Auch Rentner können ihre gesetzliche Rente durch freiwillige Beiträge erhöhen – aber unter bestimmten Bedingungen. Hier sind die wichtigsten Aspekte, wann sich das lohnt, welche Voraussetzungen erfüllt sein müssen und worauf man achten sollte:
Wann lohnt sich das für Rentner?
Freiwillige Einzahlungen lohnen sich in der Regel dann, wenn:
- man noch nicht die Regelaltersgrenze erreicht hat:
- Auch wer bereits Rente bezieht, kann durch zusätzliche Beiträge oder durch einen späteren Rentenbeginn Zuschläge bekommen.

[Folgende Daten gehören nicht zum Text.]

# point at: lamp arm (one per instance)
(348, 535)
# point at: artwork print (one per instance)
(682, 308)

- Beispiel: Wer mit 63 in Rente geht, aber weiterarbeitet und Rentenbeiträge zahlt, kann später Zuschläge bekommen.
- man eine Altersrente mit Abschlägen bekommt und diese ausgleichen will:
- Wer etwa früher in Rente gegangen ist, kann durch Zusatzbeiträge Abschläge ausgleichen.
- Das lohnt sich insbesondere bei einem langen Ruhestand, da man so dauerhaft eine höhere Rente erhältst.
- man weiterarbeitet und Rentenversicherungsbeiträge zahlt („Flexirente“):
- Wer eine Teilrente oder Vollrente nach Erreichen der Regelaltersgrenze bezieht, kann weiter Rentenbeiträge zahlen.
- Ab dem Erreichen der Regelaltersgrenze ist das freiwillig möglich und führt zu dauerhaften Rentenerhöhungen.
- man durch eine Einzahlung einen rentenrechtlichen Anspruch verbessern will:
- Z. B. die Mindestversicherungszeit (Wartezeit) erfüllen, um überhaupt rentenberechtigt zu sein (z. B. für Erwerbsminderungsrente oder Hinterbliebenenrente).
Wichtige Voraussetzungen und Details
1. Freiwillige Beiträge
- Möglich für Personen zwischen 16 Jahren und Regelaltersgrenze.
- Auch Rentner können freiwillige Beiträge leisten, solange sie noch keine Regelaltersrente beziehen.
- Beitragshöhe (2025): Mindestens 100,07 € pro Monat, höchstens ca. 1.404 € monatlich.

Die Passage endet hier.